Data Use Tutorial
What You Will Get From the ICPSR Archive
Most of the datasets in the ICPSR archive are raw data from surveys, censuses, and administrative records. They were originally gathered in research projects and for administrative purposes. ICPSR preserves them because they have value for "secondary analysis" - that is, reexamining old data to address new questions or to employ new analytic methods.
You will not get reports, charts, publications, or other studies from the ICPSR Archive. Rather, you will get raw numerical data which can be analyzed. Some datasets in the Archive have been used in published studies. You can see a bibliography of these studies by clicking on the "view related literature" link on each study's home page.
Finding the Data You Need
Use the Search Box if you know exactly what you want. For example, enter a survey title or the name of a principal investigator in the search box. Otherwise, find the data you need by using the browsing options on the Find & Analyze Data page, which are also summarized below:
Browsing Options
View all studies. ICPSR has over 7500 studies. Faceted searching makes it easy to quickly narrow your results.
View all studies for which online analysis is available. ICPSR offers over 500+ studies in Survey Documentation and Analysis (SDA), a Web tool for analyzing data. Analyzing data online means you don't have to download data for use with statistical software.
Browse by topic. You can browse through studies arranged by subject. Most categories have been further subdivided into narrower subject areas.
Browse by geography. Click on a map to find studies arranged by country and U.S. states.
Browse by investigator. Consult an alphabetical list of investigators for all ICPSR data.
Browse by series. Scan this list of more than 250 ongoing series and data collection projects.
Browse recent updates & additions. This is a list of all ICPSR studies, sorted such that new releases appear at the top of the results page.
ICPSR makes use of faceted searching. You may find it helpful to read over a brief post on Faceted Searching Using SOLR.
Additional Finding Aids
Consult the Thematic Collections. Fourteen special archives are devoted to research in particular disciplines.
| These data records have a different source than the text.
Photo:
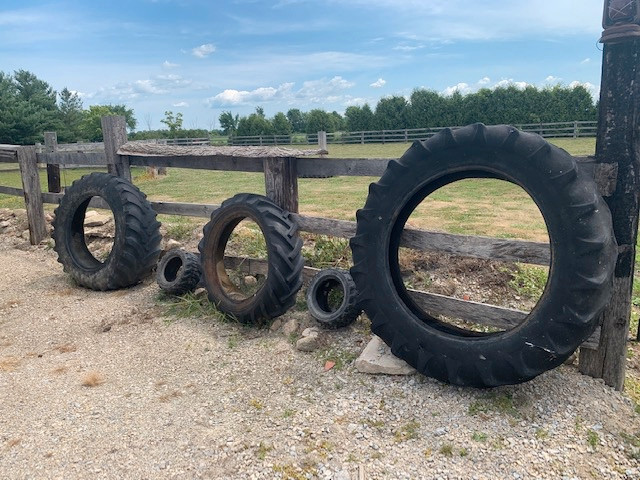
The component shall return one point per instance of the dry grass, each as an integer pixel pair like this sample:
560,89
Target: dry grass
92,379
9,364
66,348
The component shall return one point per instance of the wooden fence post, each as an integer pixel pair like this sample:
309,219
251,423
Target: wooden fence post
618,141
53,171
281,182
32,194
114,132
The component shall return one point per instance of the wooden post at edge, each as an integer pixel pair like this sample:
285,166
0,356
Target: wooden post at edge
32,194
114,133
53,171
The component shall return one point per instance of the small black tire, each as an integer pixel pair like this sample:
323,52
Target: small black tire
583,256
319,303
178,272
136,245
284,259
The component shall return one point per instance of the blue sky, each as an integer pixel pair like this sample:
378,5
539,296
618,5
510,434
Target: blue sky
203,57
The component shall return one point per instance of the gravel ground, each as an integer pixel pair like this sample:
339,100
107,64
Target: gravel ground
102,385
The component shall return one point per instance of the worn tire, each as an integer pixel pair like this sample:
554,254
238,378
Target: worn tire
318,293
178,272
136,245
284,259
583,253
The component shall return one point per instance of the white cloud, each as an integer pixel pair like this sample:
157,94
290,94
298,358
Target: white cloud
312,91
203,51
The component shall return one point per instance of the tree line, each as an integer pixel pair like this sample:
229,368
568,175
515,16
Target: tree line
29,107
427,108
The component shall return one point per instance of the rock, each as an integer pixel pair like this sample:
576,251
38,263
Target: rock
311,331
308,344
171,244
290,327
377,358
276,325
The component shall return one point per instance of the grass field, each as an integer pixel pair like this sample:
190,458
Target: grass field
473,207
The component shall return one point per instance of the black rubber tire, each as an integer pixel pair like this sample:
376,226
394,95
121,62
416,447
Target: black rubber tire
284,259
318,298
583,253
136,244
178,272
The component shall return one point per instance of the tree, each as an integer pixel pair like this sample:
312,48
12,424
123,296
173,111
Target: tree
359,119
91,127
228,123
319,120
281,124
71,116
174,123
298,120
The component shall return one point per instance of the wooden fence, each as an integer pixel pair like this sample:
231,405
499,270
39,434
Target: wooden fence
281,185
573,129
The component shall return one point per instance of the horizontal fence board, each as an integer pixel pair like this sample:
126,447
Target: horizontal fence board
434,304
205,162
368,167
468,246
73,158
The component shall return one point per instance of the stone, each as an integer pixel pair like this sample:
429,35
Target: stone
308,344
378,359
171,244
290,327
276,325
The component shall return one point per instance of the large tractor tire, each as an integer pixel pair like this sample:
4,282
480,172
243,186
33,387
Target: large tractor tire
284,263
582,243
136,245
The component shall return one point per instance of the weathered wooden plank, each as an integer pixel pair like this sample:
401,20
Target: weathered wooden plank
281,182
18,192
73,158
53,171
618,142
478,247
367,167
114,131
186,209
434,304
32,194
232,164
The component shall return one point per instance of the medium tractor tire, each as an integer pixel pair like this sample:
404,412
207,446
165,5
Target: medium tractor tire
582,243
319,302
136,244
284,259
178,272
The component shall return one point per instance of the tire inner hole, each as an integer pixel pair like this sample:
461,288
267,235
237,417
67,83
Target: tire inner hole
330,296
99,229
485,207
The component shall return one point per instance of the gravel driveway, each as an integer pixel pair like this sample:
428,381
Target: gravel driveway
101,385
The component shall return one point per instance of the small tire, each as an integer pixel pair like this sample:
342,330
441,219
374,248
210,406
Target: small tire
583,257
178,272
136,245
319,302
284,263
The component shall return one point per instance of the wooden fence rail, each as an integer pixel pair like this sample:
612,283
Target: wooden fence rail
281,174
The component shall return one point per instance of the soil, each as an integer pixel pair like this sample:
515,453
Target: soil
107,385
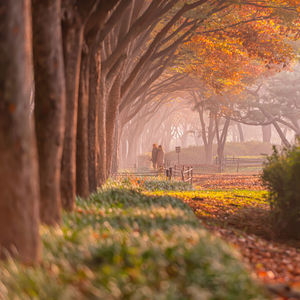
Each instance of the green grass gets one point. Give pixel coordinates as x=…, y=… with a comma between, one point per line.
x=122, y=244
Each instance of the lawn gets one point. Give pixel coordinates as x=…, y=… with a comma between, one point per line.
x=125, y=243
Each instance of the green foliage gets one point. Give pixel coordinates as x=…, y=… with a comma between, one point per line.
x=121, y=244
x=281, y=175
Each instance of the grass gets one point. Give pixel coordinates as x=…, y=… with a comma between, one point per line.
x=123, y=244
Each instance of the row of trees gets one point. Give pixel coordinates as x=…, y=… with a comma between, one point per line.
x=92, y=64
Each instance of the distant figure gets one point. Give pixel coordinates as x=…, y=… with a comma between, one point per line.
x=160, y=157
x=154, y=156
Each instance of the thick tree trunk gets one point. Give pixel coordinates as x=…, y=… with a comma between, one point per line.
x=49, y=104
x=82, y=181
x=72, y=42
x=241, y=132
x=208, y=153
x=116, y=151
x=112, y=108
x=102, y=135
x=267, y=133
x=284, y=140
x=93, y=110
x=19, y=195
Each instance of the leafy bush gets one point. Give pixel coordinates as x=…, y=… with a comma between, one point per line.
x=121, y=244
x=281, y=175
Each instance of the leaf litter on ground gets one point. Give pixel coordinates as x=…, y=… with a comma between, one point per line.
x=235, y=208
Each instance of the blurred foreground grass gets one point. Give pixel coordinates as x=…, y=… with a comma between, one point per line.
x=123, y=244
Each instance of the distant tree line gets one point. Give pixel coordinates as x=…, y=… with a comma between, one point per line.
x=94, y=65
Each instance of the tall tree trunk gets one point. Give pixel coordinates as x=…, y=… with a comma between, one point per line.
x=112, y=108
x=241, y=132
x=284, y=140
x=19, y=195
x=208, y=148
x=82, y=181
x=94, y=97
x=221, y=139
x=116, y=151
x=49, y=104
x=72, y=45
x=102, y=135
x=267, y=133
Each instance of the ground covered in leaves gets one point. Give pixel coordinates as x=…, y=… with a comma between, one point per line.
x=123, y=244
x=235, y=207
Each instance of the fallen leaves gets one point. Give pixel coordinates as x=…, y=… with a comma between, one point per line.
x=245, y=224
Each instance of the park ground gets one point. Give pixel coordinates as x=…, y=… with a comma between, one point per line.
x=138, y=239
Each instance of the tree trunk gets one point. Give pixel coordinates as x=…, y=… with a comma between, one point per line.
x=284, y=140
x=241, y=132
x=112, y=108
x=49, y=104
x=82, y=182
x=19, y=195
x=116, y=152
x=208, y=153
x=267, y=133
x=102, y=135
x=72, y=42
x=94, y=97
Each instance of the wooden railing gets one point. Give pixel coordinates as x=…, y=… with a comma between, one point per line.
x=184, y=173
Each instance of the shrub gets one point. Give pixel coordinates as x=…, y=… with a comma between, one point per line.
x=281, y=175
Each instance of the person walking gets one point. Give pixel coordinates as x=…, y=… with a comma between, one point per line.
x=160, y=157
x=154, y=156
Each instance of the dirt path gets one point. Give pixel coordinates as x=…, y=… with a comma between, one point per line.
x=246, y=226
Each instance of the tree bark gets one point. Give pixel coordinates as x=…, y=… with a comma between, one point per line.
x=49, y=104
x=267, y=133
x=82, y=182
x=241, y=132
x=102, y=136
x=116, y=151
x=94, y=97
x=112, y=108
x=72, y=44
x=19, y=195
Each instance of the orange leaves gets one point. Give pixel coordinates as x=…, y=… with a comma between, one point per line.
x=233, y=48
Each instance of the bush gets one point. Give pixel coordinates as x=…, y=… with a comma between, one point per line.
x=121, y=244
x=281, y=175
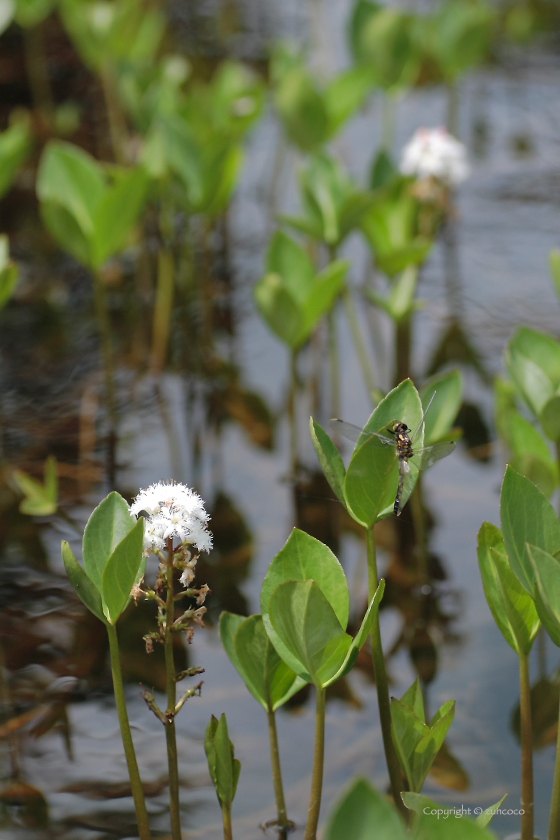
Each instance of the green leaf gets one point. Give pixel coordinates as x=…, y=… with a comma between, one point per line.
x=116, y=212
x=456, y=827
x=488, y=814
x=345, y=94
x=224, y=768
x=280, y=311
x=329, y=459
x=533, y=362
x=120, y=572
x=512, y=608
x=359, y=639
x=372, y=475
x=550, y=418
x=554, y=265
x=70, y=178
x=363, y=814
x=417, y=801
x=448, y=389
x=304, y=558
x=40, y=499
x=84, y=588
x=268, y=678
x=291, y=262
x=527, y=517
x=109, y=523
x=228, y=626
x=547, y=590
x=307, y=625
x=427, y=749
x=302, y=110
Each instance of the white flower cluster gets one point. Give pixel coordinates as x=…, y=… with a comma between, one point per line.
x=432, y=152
x=173, y=510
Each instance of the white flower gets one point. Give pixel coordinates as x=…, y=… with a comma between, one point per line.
x=432, y=152
x=173, y=510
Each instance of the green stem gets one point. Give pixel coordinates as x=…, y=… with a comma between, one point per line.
x=170, y=736
x=283, y=821
x=118, y=129
x=333, y=363
x=226, y=818
x=318, y=761
x=359, y=345
x=132, y=765
x=104, y=323
x=393, y=765
x=162, y=311
x=388, y=123
x=292, y=414
x=452, y=118
x=526, y=749
x=554, y=824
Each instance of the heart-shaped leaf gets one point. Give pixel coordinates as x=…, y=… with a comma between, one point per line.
x=307, y=625
x=527, y=517
x=83, y=586
x=547, y=590
x=512, y=607
x=120, y=572
x=109, y=523
x=304, y=558
x=362, y=811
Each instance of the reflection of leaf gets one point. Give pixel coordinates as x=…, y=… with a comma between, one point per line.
x=455, y=347
x=545, y=695
x=447, y=771
x=253, y=415
x=32, y=807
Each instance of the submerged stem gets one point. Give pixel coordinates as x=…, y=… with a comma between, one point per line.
x=226, y=819
x=318, y=761
x=283, y=821
x=131, y=763
x=554, y=824
x=170, y=736
x=393, y=765
x=526, y=749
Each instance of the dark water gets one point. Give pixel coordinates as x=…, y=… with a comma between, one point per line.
x=62, y=767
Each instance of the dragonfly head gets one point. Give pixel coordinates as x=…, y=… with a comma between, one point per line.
x=397, y=428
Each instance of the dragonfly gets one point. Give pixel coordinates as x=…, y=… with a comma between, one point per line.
x=403, y=443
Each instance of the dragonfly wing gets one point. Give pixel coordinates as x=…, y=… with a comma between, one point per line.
x=425, y=458
x=355, y=433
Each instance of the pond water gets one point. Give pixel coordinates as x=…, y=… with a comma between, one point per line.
x=62, y=767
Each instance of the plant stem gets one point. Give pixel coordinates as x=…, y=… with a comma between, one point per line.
x=132, y=765
x=317, y=776
x=118, y=129
x=162, y=311
x=554, y=824
x=388, y=123
x=283, y=821
x=393, y=765
x=292, y=413
x=170, y=736
x=226, y=818
x=333, y=363
x=104, y=323
x=359, y=346
x=526, y=749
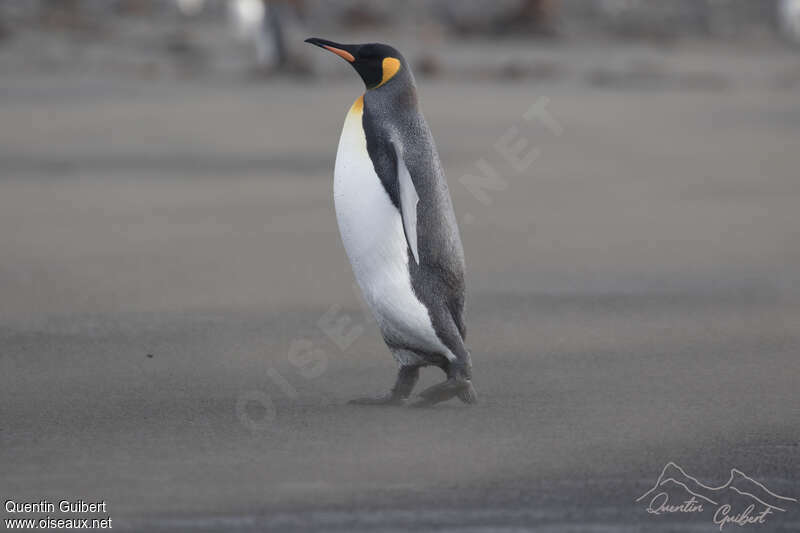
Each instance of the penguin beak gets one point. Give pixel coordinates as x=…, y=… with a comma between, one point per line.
x=345, y=51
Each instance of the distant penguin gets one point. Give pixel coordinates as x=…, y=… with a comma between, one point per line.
x=398, y=227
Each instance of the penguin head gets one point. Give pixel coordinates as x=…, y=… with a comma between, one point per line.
x=376, y=63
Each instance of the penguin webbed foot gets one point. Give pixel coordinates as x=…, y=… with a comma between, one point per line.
x=460, y=387
x=382, y=400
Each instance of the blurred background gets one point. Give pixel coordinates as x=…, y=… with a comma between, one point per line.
x=225, y=38
x=179, y=330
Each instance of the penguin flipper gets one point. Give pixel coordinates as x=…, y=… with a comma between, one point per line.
x=408, y=202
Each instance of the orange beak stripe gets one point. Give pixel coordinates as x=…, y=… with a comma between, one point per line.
x=339, y=52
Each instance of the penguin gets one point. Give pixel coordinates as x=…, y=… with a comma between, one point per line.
x=398, y=227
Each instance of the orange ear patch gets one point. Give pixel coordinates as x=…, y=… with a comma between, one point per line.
x=390, y=67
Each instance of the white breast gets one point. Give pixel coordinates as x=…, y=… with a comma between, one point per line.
x=372, y=233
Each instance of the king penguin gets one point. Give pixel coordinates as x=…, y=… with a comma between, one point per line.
x=398, y=228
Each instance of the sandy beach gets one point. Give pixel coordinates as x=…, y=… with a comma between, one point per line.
x=180, y=333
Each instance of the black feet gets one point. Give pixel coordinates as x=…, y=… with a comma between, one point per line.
x=385, y=400
x=458, y=384
x=453, y=387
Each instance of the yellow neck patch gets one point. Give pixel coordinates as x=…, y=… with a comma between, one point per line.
x=391, y=66
x=358, y=105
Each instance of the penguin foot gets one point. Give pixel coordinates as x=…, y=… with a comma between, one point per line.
x=460, y=387
x=386, y=399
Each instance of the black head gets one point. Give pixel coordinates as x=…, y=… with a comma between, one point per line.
x=376, y=63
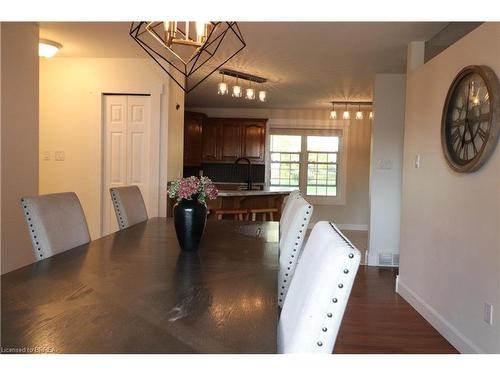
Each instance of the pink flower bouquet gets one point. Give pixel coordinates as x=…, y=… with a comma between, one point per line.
x=193, y=188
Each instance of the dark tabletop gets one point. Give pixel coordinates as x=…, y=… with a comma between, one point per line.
x=134, y=291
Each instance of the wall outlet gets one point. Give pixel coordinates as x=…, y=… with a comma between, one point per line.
x=384, y=164
x=59, y=156
x=488, y=313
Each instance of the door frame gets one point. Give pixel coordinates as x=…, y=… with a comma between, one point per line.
x=157, y=155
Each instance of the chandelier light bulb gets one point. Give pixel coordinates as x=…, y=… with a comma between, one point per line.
x=48, y=48
x=359, y=114
x=222, y=88
x=202, y=30
x=237, y=92
x=250, y=94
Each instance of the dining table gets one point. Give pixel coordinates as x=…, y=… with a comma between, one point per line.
x=136, y=291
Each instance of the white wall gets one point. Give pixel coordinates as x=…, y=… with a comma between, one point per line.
x=70, y=121
x=19, y=150
x=175, y=130
x=386, y=165
x=355, y=213
x=450, y=244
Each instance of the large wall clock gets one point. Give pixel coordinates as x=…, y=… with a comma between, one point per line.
x=470, y=125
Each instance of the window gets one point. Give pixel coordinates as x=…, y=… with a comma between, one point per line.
x=308, y=160
x=285, y=161
x=322, y=155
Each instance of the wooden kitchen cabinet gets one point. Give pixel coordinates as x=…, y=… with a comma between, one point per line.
x=231, y=140
x=211, y=140
x=254, y=140
x=226, y=139
x=193, y=132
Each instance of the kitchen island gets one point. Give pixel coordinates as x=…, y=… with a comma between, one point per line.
x=246, y=199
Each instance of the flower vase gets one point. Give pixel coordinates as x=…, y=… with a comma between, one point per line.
x=190, y=218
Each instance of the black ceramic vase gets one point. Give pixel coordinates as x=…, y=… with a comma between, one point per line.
x=190, y=218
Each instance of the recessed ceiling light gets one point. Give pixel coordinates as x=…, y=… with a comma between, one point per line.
x=48, y=48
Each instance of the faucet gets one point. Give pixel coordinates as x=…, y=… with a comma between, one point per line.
x=249, y=180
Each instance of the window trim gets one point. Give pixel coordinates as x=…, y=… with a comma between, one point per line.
x=343, y=134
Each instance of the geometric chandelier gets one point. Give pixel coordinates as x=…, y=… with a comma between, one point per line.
x=189, y=52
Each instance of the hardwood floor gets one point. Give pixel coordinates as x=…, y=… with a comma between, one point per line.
x=377, y=320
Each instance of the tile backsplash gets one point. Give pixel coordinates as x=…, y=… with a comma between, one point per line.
x=228, y=172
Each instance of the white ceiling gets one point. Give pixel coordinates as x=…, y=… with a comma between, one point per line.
x=307, y=64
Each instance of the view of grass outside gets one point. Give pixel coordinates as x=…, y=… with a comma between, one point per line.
x=322, y=155
x=319, y=161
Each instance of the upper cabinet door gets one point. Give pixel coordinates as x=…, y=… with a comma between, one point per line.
x=254, y=140
x=211, y=140
x=193, y=125
x=231, y=140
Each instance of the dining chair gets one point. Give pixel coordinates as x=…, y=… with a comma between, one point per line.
x=290, y=243
x=56, y=223
x=129, y=205
x=319, y=291
x=285, y=211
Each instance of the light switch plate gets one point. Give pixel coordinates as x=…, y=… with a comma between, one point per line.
x=417, y=161
x=488, y=313
x=59, y=156
x=384, y=164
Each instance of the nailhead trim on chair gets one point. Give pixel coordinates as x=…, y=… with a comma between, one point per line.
x=325, y=325
x=117, y=207
x=33, y=234
x=308, y=213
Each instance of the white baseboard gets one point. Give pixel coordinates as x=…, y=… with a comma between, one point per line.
x=345, y=226
x=444, y=327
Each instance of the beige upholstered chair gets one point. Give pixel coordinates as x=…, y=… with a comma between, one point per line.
x=290, y=245
x=319, y=291
x=56, y=223
x=129, y=205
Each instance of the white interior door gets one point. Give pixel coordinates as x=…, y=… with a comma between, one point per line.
x=126, y=153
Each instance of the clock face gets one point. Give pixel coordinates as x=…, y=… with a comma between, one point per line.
x=470, y=125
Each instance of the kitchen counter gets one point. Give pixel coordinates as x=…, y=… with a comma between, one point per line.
x=252, y=193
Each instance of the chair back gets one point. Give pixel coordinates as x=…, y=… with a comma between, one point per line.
x=290, y=245
x=56, y=223
x=285, y=211
x=129, y=205
x=319, y=291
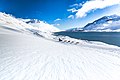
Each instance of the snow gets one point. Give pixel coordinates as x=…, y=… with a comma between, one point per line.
x=29, y=57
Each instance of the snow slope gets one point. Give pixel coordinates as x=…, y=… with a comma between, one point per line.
x=40, y=25
x=40, y=29
x=28, y=57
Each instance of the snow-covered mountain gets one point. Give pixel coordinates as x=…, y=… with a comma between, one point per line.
x=106, y=23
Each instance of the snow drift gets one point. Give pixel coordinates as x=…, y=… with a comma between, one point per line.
x=28, y=57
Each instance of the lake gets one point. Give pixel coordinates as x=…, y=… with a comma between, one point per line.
x=106, y=37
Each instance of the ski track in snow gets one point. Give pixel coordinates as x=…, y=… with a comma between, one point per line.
x=25, y=57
These areas include aging [gerontology], criminology, demography, economics, early education, education, history, international studies, law, mental health, racial and ethnic minorities [underrepresented groups], political science, psychology, public health, substance abuse, sociology, and terrorism.
Search the Bibliography of Data-Related Literature. This database contains over 48,000 published and unpublished works that have used data in the ICPSR collection. It is an excellent way to explore what has already been done in an area of study.
Search the Variables Database. The variables database currently includes variable-level documentation for approximately 1300 studies, which represent about 20 percent of ICPSR's holdings excluding US Census data. This amounts to roughly 1.2 million variables.
Terminology
In your searching you may encounter unfamiliar acronyms and specialized terms used in the social sciences. These resources can provide clear definitions:
- Glossary of Social Science Terms
- Index of Frequently Used Acronyms
- Social Sciences Research and Instructional
Glossary

Obtaining Access to the Data
Documentation
All of the documentation files associated with ICPSR datasets are available to the general public. This documentation includes the study metadata--that is, the data describing the study. However, not all of the datasets themselves are freely available.
Data for ICPSR members
Most ICPSR data have been acquired, processed, and archived through the support of ICPSR member institutions. These data are available only to persons at ICPSR member institutions. If you are at a member institution, you will be able to download these datasets; if you are not, you may only download documentation files for that study. A note will appear on the study home page informing you if the data are available only to ICPSR members:

Freely Available Data
Studies funded by federal agencies are usually available to the general public (unless restricted because of disclosure risk). These externally-funded thematic collections focus on aging, child care, criminal justice, demographic information, education, health and mental health, substance abuse, and terrorism.
Restricted Data
Some datasets are protected because there is a risk that the identity of research participants could be disclosed. These datasets are released with special protections. See restricted data and confidentiality. Datasets in which the level of disclosure risk is especially high can be examined only in a special data enclave in the ICPSR office in Ann Arbor. See enclave data.
If you find a dataset where access is restricted, you will see a note about this on the study home page.

MyData Account
You will need a MyData account to download data from ICPSR.
Downloading Data
When you find a study that you wish to download, you will see a variety of download links on the study home page:
- Download documentation files (login not required)
- Download select files (traditional download page)
- Download all files (file size)
The "download all files" link is also present as a large green button just to the right of the study title. Before downloading the data, you may want to do two things to assure that the study meets your needs.
Click on the "View study description" link and carefully review the description of the study. This may include important information about file formats and other unique characteristics of the data.
Click on the "Browse documentation files" link and view the documentation files, including the codebook.
When you are ready to download, click on the "Download > select formats/datasets" link (or "Download > all files"). You will see a table displaying the datasets as rows (for studies that have more than one dataset) and format options as columns. Also note the two tabs atop the table, that allow you to choose between system files and ASCII files.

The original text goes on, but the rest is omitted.